- Promotional poster
- Based on: "The Big Payback" by Dan Charnas
- Written by: Seith Mann
- Directed by: Seith Mann
- Starring: Wood Harris; Mack Wilds; Afton Williamson; David Call; Method Man;
- Music by: DJ Premier
- Country of origin: United States
- Original language: English

Production
- Production company: VH1 Productions

Original release
- Network: VH1
- Release: January 4, 2016

= The Breaks (2016 film) =

The Breaks is a 2016 American television hip-hop drama film that chronicles the life of three friends during the early 1990s hip-hop scene. The film stars Wood Harris, Mack Wilds, Afton Williamson, David Call and rapper Method Man. Inspired by journalist Dan Charnas' book "The Big Payback", The Breaks was written and directed by Seith Mann and executive produced by Mann, Charnas, and Maggie Malina, along with Susan Levison and Bill Flanagan.

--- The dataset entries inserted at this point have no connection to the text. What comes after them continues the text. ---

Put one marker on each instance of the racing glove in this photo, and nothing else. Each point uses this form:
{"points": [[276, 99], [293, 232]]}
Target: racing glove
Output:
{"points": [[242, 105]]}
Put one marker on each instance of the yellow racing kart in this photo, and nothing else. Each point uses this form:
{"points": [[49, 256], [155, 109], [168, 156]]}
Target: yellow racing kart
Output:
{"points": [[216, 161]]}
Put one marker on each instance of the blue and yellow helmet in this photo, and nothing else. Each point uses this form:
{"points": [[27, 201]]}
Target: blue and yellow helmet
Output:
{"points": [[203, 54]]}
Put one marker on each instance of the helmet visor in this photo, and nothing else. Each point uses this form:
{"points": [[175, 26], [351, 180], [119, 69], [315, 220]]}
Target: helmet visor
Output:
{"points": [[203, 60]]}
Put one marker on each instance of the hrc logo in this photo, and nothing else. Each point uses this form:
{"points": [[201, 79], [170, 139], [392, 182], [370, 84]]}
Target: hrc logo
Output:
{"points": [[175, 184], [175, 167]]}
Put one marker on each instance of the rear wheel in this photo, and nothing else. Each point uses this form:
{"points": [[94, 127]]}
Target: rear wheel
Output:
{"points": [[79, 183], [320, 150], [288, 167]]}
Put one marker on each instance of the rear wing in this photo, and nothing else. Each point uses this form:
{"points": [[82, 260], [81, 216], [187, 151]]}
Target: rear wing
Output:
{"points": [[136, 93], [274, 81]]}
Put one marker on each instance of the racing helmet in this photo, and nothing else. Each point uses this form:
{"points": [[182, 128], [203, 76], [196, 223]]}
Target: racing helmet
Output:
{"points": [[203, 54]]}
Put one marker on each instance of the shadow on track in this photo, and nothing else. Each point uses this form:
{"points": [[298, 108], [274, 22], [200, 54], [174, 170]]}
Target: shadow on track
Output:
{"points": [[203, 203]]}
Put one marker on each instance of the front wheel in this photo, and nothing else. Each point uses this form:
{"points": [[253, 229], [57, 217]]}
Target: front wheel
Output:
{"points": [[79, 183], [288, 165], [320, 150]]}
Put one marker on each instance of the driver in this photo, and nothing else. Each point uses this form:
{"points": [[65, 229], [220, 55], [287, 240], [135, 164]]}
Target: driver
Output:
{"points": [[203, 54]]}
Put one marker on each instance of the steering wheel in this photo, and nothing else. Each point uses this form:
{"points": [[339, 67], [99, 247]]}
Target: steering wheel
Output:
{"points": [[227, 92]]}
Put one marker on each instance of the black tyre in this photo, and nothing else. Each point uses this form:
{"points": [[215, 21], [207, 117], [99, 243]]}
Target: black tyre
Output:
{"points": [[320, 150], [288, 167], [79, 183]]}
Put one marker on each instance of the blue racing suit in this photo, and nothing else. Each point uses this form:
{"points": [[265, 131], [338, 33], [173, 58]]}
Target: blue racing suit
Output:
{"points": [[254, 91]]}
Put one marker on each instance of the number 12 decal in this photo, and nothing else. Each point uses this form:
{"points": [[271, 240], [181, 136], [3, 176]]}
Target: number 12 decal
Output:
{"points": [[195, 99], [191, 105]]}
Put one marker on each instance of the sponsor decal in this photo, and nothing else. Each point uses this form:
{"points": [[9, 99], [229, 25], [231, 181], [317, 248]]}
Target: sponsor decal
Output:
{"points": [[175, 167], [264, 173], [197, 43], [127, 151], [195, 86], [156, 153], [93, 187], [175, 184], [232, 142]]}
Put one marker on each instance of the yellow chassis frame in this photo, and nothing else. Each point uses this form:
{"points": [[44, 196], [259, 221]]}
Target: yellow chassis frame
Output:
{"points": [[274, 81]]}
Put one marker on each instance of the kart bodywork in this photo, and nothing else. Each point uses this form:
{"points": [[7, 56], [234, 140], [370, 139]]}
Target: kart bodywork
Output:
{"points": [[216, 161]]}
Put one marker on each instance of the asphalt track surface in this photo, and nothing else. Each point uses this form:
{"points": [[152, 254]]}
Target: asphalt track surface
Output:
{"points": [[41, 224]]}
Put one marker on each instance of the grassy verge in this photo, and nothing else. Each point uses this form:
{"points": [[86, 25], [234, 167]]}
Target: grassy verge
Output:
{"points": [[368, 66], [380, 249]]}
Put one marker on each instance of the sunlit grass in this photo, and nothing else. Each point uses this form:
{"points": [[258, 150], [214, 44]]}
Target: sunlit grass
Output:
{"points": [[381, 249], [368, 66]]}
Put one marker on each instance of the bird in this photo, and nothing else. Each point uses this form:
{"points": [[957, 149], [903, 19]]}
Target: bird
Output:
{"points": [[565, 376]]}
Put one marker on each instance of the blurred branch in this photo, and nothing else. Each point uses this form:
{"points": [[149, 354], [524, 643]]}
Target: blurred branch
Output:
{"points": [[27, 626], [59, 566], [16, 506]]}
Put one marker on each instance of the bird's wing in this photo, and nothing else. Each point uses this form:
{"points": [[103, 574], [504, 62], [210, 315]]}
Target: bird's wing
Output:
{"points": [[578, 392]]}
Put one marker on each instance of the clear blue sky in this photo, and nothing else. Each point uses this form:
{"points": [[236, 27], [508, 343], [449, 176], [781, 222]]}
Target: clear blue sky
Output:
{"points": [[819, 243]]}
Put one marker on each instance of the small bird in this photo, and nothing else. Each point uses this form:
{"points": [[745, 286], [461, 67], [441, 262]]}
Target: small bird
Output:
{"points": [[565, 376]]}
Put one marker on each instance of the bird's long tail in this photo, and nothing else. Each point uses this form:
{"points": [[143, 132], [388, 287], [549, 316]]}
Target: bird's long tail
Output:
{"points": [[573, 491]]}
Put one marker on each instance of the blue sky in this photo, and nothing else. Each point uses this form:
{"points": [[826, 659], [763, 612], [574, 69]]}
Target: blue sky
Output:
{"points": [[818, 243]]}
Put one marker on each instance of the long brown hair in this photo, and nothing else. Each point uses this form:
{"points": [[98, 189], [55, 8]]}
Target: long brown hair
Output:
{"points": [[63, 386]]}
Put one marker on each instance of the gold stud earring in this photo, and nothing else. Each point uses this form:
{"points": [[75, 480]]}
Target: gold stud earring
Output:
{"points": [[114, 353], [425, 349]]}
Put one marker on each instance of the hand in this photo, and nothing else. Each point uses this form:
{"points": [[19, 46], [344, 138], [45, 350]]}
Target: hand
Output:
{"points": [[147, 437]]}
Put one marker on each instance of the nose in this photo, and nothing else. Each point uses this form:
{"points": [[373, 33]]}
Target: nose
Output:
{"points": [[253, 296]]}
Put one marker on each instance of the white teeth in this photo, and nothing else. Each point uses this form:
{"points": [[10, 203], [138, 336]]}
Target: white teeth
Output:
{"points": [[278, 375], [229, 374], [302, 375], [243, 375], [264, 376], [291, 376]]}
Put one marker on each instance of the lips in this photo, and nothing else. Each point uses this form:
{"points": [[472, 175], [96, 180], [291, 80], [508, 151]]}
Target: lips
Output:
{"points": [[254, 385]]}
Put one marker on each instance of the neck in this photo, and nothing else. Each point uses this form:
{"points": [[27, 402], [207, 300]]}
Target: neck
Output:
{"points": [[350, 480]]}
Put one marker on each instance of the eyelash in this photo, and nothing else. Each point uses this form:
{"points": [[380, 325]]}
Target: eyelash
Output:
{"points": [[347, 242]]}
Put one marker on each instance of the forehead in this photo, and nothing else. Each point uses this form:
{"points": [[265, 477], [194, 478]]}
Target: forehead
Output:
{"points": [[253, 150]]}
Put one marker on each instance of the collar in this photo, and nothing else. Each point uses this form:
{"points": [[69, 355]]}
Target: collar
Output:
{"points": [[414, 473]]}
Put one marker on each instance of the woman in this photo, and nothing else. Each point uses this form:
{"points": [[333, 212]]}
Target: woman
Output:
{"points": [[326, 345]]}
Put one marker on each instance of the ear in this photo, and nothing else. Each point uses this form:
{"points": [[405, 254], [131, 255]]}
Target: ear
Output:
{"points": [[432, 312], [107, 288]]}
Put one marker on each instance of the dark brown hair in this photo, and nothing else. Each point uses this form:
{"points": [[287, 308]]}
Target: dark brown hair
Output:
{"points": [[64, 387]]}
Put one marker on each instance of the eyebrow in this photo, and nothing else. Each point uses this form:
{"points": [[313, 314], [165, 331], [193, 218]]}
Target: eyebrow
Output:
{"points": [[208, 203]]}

The Breaks premiered on VH1 on January 4, 2016.

On February 16, 2016, VH1 picked up The Breaks to become a full television series.

==Cast==
- Afton Williamson as Nikki Jones
- Wood Harris as Barry Fouray
- Mack Wilds as Daryl “DeeVee” Van Putten, Jr.
- David Call as David Aaron
- Antoine Harris as Ahmed “Ahm” Harris
- Evan Handler as Juggy Aaron
- Russell Hornsby as Sampson King
- A-F-R-O as D-Rome
- Method Man as Daryl Van Putten, Sr.